I would guess it would depend on how he looked at the question. Did he look at it as it would pertain to him or someone else? Our manipulative kids are very good at holding everyone else *but* themselves accountable.
I have spent a lot of time with my daughter trying to determine what is EFD, what is manipulation, what is this, what is that and I've come to a similar place as you. The result is the same. My child, while only 13, is completely resistant to helping herself. As my mother has said for years, "She is so headstrong in her own self-defeat." If she refuses to use the tools she's been taught and refuses to hold herself accountable, the result will always be the same.
I'm tired of trying to determine what is what and how to address this. I am still learning about different techniques and understandings, but the bottom line is that she has to be able to function in society and in order to do that she has to be a willing participant in changing her behavior. Whether that's through interventions for EFD or behavior mod, it's not going to matter if she's not participating. Until she gets to the point where she is willing to help herself and to accept the help and tools provided, I'm addressing the behaviors and not considering where they are coming from. Anything else is an exercise in futility. Good, bad, or otherwise that's where I'm at right now. I am no longer willing to tolerate the entire family suffering because she refuses to help herself and unleashes her fury on us all.
Sorry to hijack your thread, but your post really got me thinking. Good luck with your meeting tomorrow. Sounds like you're going to need the rhino skin.
The frustrating thing is, he doesn't even think about that. I don't think it's entered his consciousness that he could be in jail right now, or that, if he violates the terms of his bond, he not only goes to jail but faces a fine of $1800. When anything to do with this enters the conversation he gets angry, as he did yesterday when I reminded him that after all, he DID have drugs in his room and had been using. Just storms off. If he'd show a little humility or thankfulness I'd be more encouraged but it's the opposite. And if he does anything that results in him going to jail etc., he'll see it as all my fault (or husband's and mine) and be furious with us. That's what's discouraging.
How true! That is exactly the question, because my difficult child has a fully-developed sense of right and wrong as they pertain to *others* - but for him the rules don't apply. Unfortunately my books on antisocial personality disorder point out that it's not quite true that Auditory Processing Disorders (APD) people have no conscience or sense of right and wrong; they usually have no problem distinguishing them for others or in theory, but for themselves they selectively ignore the inconvenient parts of the moral code.

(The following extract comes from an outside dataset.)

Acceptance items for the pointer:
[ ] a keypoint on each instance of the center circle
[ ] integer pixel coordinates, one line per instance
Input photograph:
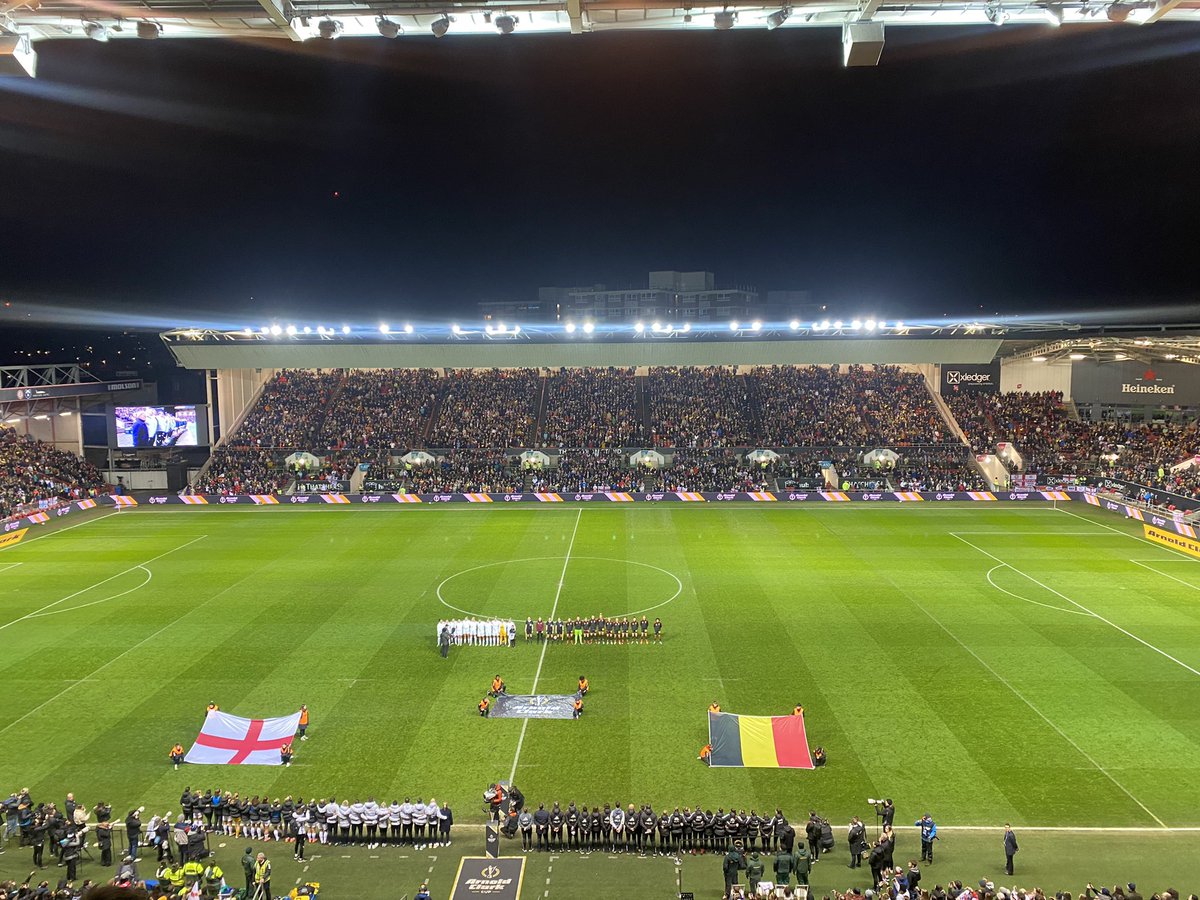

That's where I am, too. I've spent so many years trying to address his behaviors clinically, keeping in mind his EFD and various diagnoses, but in the end it's pretty simple. He has to behave in socially acceptable ways. The etiology is not the main thing. His employers haven't cared about his diagnoses or EFD, they just care that he was setting his lunch bag on fire at work, or that he was throwing garbage or boasting about being strong enough to crush apples in one hand. He doesn't HAVE to do this stuff. So I'm strictly behavioral in my approach now. I read my notes from years ago and they're horrible - we lived under such abuse from him. I just want to make up something of the lost time and attention to my other kids, now.
These are very difficult growing pangs for all of your family.